28. Le Comité estime que de nouveaux efforts s'imposent pour faire en sorte que les principes généraux de la Convention, en particulier la "non-discrimination" (art. 2), l'"intérêt supérieur de l'enfant" (art. 3) et le "respect des opinions de l'enfant" (art. 12), non seulement servent à orienter la formulation des politiques et la prise des décisions mais soient en outre pris en compte de manière appropriée dans toutes les décisions judiciaires et administratives ainsi que dans la définition et l'exécution de tous les projets et programmes ayant des incidences sur les enfants.

29. Afin de protéger pleinement les droits des enfants nés par accouchement anonyme (sous x), le Comité recommande que l'Etat partie prenne toutes les mesures voulues pour assurer la pleine application des dispositions de l'article 7, en particulier le droit de l'enfant à connaître ses parents, eu égard aux principes de "non-discrimination" (art. 2) et d'"intérêt supérieur de l'enfant" (art. 3).

30. Compte tenu de l'article 17 de la Convention, le Comité recommande que l'Etat partie prenne toutes les mesures d'ordre juridique et autres voulues pour protéger les enfants contre toute exposition à la violence et à la pornographie par le canal de cassettes vidéo et d'autres médias modernes, y compris le réseau Internet. Le Comité recommande également que l'Etat partie poursuive ses efforts en vue de l'adoption d'une législation interdisant effectivement la possession de matériel pornographique mettant en scène des enfants. Une coopération bilatérale devrait être engagée avec les pays voisins à cet effet.

31. Compte tenu des articles 3, 19 et 28.2, le Comité recommande que la loi interdise expressément les châtiments corporels au sein de la famille et dans les structures d'accueil.

32. Le Comité encourage l'Etat partie à prendre toutes les mesures voulues, y compris d'ordre législatif, pour donner à tout enfant placé dans un type ou un autre d'établissement la garantie de tous les droits qui lui sont reconnus par la Convention, en particulier le droit à un réexamen périodique du placement. Le Comité recommande également que l'Etat partie se dote d'un mécanisme de surveillance des établissements d'accueil et autres types d'établissements. Une attention particulière devrait être accordée à la surveillance des enfants placés dans des établissements étrangers, faute de connaissances spécialisées ou d'installations appropriées dans l'Etat partie. A cet égard, le Comité recommande de réaliser une étude visant à déterminer les effets du placement d'enfants dans des pays voisins.

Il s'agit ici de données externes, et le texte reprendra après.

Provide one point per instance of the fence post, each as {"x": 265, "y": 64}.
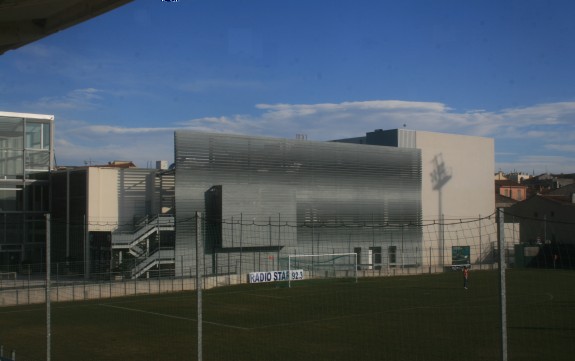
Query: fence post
{"x": 48, "y": 292}
{"x": 502, "y": 284}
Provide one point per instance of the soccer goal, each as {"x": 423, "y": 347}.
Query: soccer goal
{"x": 8, "y": 276}
{"x": 327, "y": 265}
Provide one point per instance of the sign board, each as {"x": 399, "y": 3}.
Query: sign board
{"x": 275, "y": 276}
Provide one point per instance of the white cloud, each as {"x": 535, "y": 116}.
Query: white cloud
{"x": 74, "y": 100}
{"x": 536, "y": 138}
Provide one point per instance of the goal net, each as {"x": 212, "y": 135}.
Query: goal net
{"x": 328, "y": 265}
{"x": 8, "y": 276}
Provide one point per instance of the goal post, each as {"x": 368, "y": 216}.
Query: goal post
{"x": 11, "y": 276}
{"x": 326, "y": 265}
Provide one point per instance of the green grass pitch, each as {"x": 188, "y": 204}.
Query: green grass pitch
{"x": 424, "y": 317}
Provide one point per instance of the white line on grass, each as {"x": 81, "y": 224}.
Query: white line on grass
{"x": 175, "y": 317}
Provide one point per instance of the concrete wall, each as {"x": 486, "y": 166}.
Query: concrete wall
{"x": 468, "y": 192}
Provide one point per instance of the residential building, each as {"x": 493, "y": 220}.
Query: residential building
{"x": 511, "y": 189}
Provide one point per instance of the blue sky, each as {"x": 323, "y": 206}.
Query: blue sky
{"x": 120, "y": 84}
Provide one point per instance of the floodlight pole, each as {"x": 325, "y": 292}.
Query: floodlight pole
{"x": 199, "y": 286}
{"x": 502, "y": 284}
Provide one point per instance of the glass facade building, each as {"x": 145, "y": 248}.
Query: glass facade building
{"x": 25, "y": 160}
{"x": 285, "y": 197}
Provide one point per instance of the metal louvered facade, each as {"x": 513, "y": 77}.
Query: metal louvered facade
{"x": 333, "y": 193}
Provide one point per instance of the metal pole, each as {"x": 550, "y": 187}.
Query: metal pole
{"x": 502, "y": 284}
{"x": 480, "y": 245}
{"x": 48, "y": 305}
{"x": 199, "y": 286}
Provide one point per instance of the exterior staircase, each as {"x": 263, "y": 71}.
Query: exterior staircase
{"x": 135, "y": 242}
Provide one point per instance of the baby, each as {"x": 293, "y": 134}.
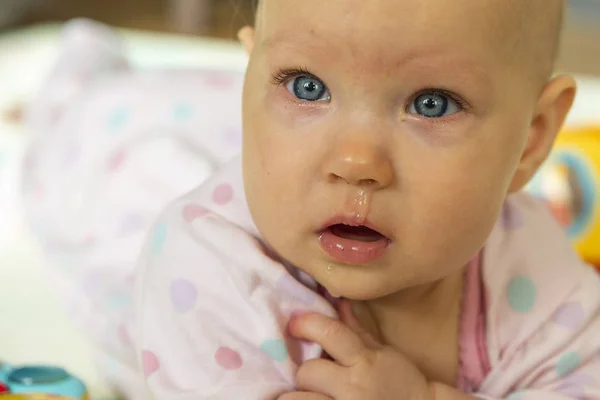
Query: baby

33. Le Comité recommande que l'Etat partie mette pleinement en conformité sa législation, ses procédures, ses politiques et pratiques avec les dispositions de l'article 21 de la Convention. Il encourage l'Etat partie à étudier la possibilité de ratifier la Convention de La Haye de 1993 sur la protection des enfants et la coopération en matière d'adoption internationale.

34. En ce qui concerne les droits des enfants handicapés, compte tenu notamment des dispositions de l'article 23 de la Convention, le Comité encourage l'Etat partie à prendre toutes les mesures voulues pour mettre en oeuvre dans son intégralité la loi de 1994 sur l'intégration scolaire.

35. Le Comité encourage l'Etat partie à incorporer un enseignement spécifique relatif aux droits de l'homme, y compris aux droits de l'enfant, dans les programmes scolaires.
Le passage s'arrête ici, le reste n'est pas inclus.